The Front: Gold Open Access Journals 2011-2015: A SPARC Project pp. 1-8

Remember the “watch this space” note in the February-March “The Front”? This is what it was about. This essay includes the key announcement, a partial list of changes from the 2011-2014 project, a partial checkpoint prepared when I was halfway through the first pass, a section asking for possible “changes for the better” in the analysis and writeup (note that this year’s PDF ebook will be free and OA, since it’s a SPARC-sponsored project), another section discussing the planned anonymization of the (free) spreadsheet when analysis is done–and, new to this issue, a second checkpoint prepared at the end of the first journal pass.

The Front (also): Readership Notes  pp. 8-9

Notes on the most frequently downloaded issues in Volume 15 and the most frequently downloaded issues overall.

Intersections: “Trust Me”: The Other Problem with Beall’s Lists  pp. 9-11

As far as I can tell, Jeffrey Beall provides no evidence whatsoever–not even his classic “this publisher has a funny name”–for seven out of eight journals and publishers on his 2016 lists. This piece, which has a little additional material beyond the original post, goes into some detail.

The Back  pp. 11-12

Not precisely filler to get an even number of pages, but…OK, so these three mini-rants are mostly filler to get an even number of pages.
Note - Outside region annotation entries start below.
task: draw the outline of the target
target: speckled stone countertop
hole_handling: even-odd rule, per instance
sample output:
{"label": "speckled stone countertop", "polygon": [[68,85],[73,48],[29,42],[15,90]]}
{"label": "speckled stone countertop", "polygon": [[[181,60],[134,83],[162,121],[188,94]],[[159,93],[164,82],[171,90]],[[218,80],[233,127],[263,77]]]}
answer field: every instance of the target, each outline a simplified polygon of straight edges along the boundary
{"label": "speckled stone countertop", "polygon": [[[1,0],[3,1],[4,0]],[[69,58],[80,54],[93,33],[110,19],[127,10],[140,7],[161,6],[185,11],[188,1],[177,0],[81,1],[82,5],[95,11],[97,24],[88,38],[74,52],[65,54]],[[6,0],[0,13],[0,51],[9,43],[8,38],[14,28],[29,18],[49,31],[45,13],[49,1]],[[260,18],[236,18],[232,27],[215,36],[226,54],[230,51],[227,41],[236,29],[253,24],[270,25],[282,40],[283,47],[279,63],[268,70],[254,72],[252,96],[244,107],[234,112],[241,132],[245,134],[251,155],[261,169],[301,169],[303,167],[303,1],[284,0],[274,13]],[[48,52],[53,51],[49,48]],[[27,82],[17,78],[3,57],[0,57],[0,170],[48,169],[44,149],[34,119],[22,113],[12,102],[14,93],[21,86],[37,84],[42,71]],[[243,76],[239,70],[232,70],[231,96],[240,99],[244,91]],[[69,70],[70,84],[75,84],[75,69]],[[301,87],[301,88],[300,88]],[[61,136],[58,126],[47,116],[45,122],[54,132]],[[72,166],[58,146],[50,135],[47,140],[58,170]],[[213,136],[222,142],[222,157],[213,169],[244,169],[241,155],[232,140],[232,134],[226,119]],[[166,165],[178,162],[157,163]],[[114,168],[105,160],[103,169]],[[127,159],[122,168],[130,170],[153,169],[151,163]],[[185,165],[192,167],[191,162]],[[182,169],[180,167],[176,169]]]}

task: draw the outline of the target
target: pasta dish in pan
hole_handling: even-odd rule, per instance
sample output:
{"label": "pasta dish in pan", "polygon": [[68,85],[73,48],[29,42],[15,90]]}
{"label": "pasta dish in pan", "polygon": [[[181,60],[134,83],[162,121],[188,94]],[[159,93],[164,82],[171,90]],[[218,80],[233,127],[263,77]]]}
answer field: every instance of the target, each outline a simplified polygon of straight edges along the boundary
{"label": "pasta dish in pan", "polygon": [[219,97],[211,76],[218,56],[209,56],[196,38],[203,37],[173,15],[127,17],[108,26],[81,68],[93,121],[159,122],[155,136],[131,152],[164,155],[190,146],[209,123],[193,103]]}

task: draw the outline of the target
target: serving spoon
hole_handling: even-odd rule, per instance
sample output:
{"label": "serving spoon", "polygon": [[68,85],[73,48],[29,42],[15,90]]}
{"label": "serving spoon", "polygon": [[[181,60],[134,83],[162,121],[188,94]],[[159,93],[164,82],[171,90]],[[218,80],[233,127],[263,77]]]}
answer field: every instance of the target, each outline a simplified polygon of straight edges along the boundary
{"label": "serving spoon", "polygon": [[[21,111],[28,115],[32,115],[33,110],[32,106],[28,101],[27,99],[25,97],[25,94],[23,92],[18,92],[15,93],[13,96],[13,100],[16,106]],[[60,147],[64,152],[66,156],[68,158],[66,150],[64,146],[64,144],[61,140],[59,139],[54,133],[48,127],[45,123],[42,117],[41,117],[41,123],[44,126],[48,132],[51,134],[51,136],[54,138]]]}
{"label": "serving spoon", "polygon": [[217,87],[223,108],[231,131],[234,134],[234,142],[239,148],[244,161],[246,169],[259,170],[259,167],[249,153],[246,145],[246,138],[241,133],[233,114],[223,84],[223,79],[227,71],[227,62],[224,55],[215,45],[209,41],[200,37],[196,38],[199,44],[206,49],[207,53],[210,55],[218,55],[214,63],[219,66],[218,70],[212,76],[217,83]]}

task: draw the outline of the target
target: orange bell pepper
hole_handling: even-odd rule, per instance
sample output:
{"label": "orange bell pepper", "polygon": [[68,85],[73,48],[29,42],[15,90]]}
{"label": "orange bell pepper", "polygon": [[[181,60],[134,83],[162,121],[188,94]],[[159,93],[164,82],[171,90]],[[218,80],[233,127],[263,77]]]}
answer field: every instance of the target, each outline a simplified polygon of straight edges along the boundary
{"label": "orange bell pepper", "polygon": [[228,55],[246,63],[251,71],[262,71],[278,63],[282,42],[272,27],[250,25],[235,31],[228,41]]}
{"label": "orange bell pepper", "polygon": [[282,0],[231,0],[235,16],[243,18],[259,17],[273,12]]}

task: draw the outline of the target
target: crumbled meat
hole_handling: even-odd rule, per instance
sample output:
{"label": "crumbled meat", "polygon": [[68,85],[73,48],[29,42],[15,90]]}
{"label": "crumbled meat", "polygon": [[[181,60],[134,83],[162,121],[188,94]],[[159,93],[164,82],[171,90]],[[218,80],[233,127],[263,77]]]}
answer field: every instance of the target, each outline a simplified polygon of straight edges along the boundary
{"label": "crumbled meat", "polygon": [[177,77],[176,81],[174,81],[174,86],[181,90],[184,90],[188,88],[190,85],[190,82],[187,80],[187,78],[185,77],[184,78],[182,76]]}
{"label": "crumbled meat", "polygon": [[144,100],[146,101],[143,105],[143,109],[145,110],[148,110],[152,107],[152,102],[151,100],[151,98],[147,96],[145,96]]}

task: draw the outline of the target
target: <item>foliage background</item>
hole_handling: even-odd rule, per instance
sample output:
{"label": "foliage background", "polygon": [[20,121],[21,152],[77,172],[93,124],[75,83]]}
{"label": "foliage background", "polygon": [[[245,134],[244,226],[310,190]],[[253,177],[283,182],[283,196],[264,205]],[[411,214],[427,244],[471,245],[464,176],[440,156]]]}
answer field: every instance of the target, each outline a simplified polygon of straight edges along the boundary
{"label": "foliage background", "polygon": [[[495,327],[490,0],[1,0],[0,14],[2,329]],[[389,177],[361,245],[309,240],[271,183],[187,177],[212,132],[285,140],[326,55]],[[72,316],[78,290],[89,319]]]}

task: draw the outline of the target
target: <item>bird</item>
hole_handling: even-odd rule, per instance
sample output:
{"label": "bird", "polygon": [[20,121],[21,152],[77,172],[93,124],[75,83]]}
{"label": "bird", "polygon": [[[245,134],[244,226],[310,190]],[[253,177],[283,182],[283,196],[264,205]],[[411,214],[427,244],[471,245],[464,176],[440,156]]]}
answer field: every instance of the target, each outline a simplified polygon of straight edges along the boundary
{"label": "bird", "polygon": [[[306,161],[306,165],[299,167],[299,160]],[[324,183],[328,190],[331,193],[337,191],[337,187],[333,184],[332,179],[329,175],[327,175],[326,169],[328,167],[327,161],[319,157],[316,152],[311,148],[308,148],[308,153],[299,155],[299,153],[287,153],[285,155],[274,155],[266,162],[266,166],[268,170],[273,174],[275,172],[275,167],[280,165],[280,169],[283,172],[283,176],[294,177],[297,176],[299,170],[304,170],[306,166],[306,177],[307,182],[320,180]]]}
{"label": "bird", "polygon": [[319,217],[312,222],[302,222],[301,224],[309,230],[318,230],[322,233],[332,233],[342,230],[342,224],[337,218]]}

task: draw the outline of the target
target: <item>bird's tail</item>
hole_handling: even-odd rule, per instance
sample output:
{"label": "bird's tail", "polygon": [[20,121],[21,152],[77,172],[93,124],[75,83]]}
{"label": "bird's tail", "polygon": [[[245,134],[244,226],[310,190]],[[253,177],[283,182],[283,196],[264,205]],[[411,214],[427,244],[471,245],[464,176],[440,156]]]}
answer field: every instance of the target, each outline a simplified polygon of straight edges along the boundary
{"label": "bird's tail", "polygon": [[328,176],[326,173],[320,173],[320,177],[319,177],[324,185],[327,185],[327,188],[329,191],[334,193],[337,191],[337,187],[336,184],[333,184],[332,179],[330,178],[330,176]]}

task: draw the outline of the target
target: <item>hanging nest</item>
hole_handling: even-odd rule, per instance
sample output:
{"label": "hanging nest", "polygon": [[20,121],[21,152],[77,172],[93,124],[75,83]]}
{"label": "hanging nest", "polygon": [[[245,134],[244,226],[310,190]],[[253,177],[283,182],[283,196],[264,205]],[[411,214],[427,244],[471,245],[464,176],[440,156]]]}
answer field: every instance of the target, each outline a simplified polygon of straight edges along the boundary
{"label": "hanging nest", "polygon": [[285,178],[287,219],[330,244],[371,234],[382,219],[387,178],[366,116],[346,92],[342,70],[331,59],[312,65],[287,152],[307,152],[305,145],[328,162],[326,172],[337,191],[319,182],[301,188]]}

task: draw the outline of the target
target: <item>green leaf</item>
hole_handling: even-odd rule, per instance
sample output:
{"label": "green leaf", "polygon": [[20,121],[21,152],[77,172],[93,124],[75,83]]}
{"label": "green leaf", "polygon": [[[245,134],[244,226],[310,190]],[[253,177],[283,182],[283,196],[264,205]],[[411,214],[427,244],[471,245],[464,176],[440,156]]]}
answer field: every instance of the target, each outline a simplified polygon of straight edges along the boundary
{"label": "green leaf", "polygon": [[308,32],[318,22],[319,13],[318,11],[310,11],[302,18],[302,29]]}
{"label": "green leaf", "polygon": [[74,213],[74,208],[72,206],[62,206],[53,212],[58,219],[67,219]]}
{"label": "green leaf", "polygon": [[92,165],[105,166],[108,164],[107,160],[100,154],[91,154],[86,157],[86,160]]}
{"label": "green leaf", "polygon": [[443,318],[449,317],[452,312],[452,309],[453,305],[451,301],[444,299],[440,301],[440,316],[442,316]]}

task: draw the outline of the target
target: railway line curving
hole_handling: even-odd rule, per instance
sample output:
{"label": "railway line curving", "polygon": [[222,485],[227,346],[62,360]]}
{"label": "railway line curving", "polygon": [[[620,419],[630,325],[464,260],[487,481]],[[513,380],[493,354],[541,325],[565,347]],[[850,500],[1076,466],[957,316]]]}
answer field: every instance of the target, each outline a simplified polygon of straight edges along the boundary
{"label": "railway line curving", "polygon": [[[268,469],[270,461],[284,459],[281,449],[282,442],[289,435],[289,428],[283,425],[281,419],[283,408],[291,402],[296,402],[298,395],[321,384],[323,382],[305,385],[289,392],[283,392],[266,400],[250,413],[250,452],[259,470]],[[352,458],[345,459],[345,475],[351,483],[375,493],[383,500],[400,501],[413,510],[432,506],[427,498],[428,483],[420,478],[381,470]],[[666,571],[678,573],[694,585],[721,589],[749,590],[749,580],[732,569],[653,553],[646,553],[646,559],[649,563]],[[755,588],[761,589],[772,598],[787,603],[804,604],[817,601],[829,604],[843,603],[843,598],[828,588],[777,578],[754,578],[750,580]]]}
The Gold OA Landscape 2011-2014, pp. 39-73   following page 12

I’m including chapters 5 (starting dates), 6 (country of publication), 7 (segments and subjects), 8 (biology and medicine) and 9 (biology) to provide more context for my invitation to suggest better ways to analyze and present the 2011-2015 data. Please note that these pages appear precisely as they would in the PDF ebook if you’re looking at the online 6″ x 9″ version (since the book’s 6″x9″), but are reduced very slightly for the print-oriented version (to 5.5″x8.5″) so that two book pages will fit on one printed page.

Next issue?

I did not label this the April-May 2016 issue. Whether there’s a May issue in late April or early May, or a May-June issue later in May, depends on a number of factors having mostly to do with Gold Open Access Journals 2011-2015.

Why Anonymize?

March 14th, 2016

The project plan for Gold Open Access Journals 2011-2015 calls for me to make an anonymized version of the master spreadsheet freely available—and as soon as the project was approved, I made an anonymized version of the 2014 spreadsheet available.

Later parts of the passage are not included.